FoodDrinkEurope
- Formation: 1982
- Legal status: Non-profit organization
- Purpose: Represents the interests of the European food and drink sector
- Location: Avenue des Nerviens, 9-31, 1040 Brussels, Belgium;
- Region served: Europe
- CEO: Dirk Jacobs (since 2022)
- Website: https://www.fooddrinkeurope.eu/

= FoodDrinkEurope =

Founded in 1982, FoodDrinkEurope is a Food industry confederation in the European Union. It was formed by 26 national food-related federations, including 3 observers, 25 EU sector associations, and 19 major food and drink companies, all grouped in a Liaison Committee.

==History==
The organization was founded in 1982 as Confederation of the Food and Drink Industries of the EU (Confédération des Industries Agro-Alimentaires de l'UE; CIAA).

In 2002, it lobbied to guarantee that new countries joining the EU first subscribe to most of EU's food policies before being accepted into the union.
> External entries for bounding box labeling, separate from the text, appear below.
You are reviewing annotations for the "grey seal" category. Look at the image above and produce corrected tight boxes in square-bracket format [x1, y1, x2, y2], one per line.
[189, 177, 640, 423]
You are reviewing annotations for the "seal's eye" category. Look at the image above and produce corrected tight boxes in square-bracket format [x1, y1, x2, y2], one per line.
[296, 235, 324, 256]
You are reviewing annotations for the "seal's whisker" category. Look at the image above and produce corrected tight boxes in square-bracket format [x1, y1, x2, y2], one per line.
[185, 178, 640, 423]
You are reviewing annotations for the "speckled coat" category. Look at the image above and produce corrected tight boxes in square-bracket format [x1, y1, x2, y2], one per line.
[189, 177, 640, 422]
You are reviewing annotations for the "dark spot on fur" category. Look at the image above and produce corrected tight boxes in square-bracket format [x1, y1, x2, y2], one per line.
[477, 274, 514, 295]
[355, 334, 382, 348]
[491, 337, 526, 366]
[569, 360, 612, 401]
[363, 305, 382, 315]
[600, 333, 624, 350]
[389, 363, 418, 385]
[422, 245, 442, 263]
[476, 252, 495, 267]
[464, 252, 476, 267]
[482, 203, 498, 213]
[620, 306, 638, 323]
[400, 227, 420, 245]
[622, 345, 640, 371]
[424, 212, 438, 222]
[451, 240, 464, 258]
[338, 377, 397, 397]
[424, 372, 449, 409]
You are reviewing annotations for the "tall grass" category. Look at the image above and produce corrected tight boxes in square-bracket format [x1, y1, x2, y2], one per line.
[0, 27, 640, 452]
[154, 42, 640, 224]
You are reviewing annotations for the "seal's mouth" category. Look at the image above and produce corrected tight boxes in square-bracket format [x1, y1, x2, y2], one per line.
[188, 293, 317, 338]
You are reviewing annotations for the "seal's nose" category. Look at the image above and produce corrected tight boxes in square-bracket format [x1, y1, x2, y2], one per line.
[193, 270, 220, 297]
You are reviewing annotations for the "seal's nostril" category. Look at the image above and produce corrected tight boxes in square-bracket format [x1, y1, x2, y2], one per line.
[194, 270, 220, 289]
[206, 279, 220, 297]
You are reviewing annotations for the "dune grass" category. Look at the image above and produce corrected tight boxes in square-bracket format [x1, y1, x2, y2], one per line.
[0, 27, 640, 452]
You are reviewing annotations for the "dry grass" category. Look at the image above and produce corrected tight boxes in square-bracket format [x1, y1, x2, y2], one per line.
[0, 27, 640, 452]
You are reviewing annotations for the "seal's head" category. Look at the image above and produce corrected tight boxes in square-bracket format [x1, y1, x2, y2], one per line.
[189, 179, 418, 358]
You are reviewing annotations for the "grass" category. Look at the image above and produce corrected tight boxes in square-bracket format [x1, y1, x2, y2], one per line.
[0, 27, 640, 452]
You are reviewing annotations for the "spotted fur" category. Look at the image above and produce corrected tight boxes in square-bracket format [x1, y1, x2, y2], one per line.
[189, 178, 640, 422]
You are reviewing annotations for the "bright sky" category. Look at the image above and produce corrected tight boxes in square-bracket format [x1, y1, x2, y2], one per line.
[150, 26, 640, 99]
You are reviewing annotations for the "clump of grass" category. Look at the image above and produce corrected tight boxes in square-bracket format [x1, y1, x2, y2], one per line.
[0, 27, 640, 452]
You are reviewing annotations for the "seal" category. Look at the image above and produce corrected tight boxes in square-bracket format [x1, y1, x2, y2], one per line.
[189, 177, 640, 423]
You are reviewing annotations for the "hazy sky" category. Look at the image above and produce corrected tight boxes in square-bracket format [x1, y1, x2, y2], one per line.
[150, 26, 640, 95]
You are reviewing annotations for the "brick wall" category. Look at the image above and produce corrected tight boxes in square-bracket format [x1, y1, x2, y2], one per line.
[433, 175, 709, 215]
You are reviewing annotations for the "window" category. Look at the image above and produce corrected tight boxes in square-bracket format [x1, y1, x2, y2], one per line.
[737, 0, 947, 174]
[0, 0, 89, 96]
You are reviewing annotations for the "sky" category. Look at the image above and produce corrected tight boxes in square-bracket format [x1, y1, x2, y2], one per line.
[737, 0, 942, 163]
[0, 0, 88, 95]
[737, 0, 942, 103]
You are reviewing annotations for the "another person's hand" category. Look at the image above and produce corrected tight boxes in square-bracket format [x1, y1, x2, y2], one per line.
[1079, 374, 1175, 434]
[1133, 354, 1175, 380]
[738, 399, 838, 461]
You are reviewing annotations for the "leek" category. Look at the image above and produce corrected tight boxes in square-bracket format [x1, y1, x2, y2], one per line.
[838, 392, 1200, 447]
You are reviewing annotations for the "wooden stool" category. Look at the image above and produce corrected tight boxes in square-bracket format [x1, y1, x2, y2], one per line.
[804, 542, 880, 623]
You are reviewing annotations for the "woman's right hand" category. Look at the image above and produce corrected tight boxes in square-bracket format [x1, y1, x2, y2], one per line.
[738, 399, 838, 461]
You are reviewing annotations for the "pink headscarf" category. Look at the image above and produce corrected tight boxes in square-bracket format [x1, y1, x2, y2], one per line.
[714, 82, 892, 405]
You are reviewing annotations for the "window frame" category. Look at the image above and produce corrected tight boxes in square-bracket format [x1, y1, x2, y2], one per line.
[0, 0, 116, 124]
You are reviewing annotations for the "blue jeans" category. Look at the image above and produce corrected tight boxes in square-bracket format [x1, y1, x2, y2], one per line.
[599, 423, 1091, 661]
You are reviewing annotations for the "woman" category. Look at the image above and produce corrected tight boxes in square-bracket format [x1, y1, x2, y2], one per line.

The CIAA was renamed as FoodDrinkEurope in June 2011. In 2014, it launched a website to explain how the new Reference Intake system works.

In 2021, the advocacy group Foodwatch criticized FoodDrinkEurope for lobbying against the Nutri-Score (colour-coded nutrition label at European level) at the EU level for the past decade.

==Activities==
FoodDrinkEurope develops the Guideline Daily Amounts pictograms displaying nutritional values on food packaging.

It lobbies the EU on agri-food economic plans and works on standardizing industry-funded research.

==Policies==
The organisation supports the proposed Transatlantic Trade and Investment Partnership, arguing that it will reduce regulatory barriers, increase employment and encourage industry investment.